The highest accepted answer here has this:
uniqueIds: { $addToSet: "$_id" },
That would also return to you a new field called uniqueIds with a list of ids. But what if you just want the field and its count? Then it would be this:
db.collection.aggregate([
{$group: { _id: {name: "$name"},
count: {$sum: 1} } },
{$match: { count: {"$gt": 1} } }
]);
To explain this, if you come from SQL databases like MySQL and PostgreSQL, you are accustomed to aggregate functions (e.g. COUNT(), SUM(), MIN(), MAX()) which work with the GROUP BY statement allowing you, for example, to find the total count that a column value appears in a table.
SELECT COUNT(*), my_type FROM table GROUP BY my_type;
+----------+-----------------+
| COUNT(*) | my_type |
+----------+-----------------+
| 3 | Contact |
| 1 | Practice |
| 1 | Prospect |
| 1 | Task |
+----------+-----------------+
As you can see, our output shows the count that each my_type value appears. To find duplicates in MongoDB, we would tackle the problem in a similar way. MongoDB boasts aggregation operations, which group values from multiple documents together, and can perform a variety of operations on the grouped data to return a single result. It's a similar concept to aggregate functions in SQL.
Assuming a collection called contacts, the initial setup looks as follows:
db.contacts.aggregate([ ... ]);
This aggregate function takes an array of aggregation operators, and in our case, we desire the $group operator, since our goal is to group the data by the field's count, that is, the number of occurances of the field value.
db.contacts.aggregate([
{$group: {
_id: {name: "$name"}
}
}
]);
There's a little idiosyncracy to this approach. The _id field is required to use the group by operator. In this case, we are grouping the $name field. The key name within _id can have any name. But we use name since it is intuitive here.

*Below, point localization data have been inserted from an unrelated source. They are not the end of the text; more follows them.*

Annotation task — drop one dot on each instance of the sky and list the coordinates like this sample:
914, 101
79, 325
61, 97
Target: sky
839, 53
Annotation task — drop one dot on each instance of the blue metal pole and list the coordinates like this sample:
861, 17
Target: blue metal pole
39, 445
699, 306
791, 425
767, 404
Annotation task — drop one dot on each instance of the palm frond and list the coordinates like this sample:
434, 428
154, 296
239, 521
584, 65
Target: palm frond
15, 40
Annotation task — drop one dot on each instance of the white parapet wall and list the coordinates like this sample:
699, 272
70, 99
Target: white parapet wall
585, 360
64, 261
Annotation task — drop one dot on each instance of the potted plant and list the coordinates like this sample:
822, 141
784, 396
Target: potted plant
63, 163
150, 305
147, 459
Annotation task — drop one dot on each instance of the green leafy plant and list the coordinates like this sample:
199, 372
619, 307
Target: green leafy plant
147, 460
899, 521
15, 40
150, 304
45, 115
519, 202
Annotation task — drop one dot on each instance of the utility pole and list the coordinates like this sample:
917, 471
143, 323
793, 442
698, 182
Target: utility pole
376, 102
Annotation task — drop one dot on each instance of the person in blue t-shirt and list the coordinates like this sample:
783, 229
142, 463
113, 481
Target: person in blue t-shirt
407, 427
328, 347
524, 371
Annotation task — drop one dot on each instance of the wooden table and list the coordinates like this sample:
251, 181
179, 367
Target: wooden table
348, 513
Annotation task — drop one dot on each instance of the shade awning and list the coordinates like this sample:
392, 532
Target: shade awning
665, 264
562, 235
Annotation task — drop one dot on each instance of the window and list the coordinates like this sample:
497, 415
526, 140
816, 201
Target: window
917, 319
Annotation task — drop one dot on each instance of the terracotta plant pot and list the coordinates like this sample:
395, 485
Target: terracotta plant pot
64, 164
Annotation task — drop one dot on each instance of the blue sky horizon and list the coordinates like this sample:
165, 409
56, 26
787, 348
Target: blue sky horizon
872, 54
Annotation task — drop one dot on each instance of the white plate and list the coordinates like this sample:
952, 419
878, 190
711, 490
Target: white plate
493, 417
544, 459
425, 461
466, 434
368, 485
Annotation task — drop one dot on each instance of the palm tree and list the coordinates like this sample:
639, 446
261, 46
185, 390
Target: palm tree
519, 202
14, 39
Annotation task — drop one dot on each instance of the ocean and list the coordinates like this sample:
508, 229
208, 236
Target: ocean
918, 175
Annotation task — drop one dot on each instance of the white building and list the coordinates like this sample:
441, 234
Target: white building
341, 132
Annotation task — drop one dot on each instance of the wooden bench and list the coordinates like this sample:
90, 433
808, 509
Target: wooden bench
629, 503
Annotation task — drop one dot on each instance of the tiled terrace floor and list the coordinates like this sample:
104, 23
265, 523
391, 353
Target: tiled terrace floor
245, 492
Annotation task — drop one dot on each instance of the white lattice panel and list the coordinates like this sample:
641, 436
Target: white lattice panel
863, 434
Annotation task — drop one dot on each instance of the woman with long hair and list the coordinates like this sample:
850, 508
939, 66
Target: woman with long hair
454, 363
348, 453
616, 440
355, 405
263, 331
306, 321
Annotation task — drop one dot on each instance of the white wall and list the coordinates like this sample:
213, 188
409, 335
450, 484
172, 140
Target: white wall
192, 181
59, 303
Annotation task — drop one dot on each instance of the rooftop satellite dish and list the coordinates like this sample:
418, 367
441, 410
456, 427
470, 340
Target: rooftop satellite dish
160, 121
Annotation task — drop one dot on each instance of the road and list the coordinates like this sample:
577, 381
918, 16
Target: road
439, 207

By running the aggregation using only the $group operator, we will get a list of all the name fields (regardless if they appear once or more than once in the collection):
db.contacts.aggregate([
{$group: {
_id: {name: "$name"}
}
}
]);
{ "_id" : { "name" : "John" } }
{ "_id" : { "name" : "Joan" } }
{ "_id" : { "name" : "Stephen" } }
{ "_id" : { "name" : "Rod" } }
{ "_id" : { "name" : "Albert" } }
{ "_id" : { "name" : "Amanda" } }
Notice above how aggregation works. It took documents with name fields and returns a new collection of the name fields extracted.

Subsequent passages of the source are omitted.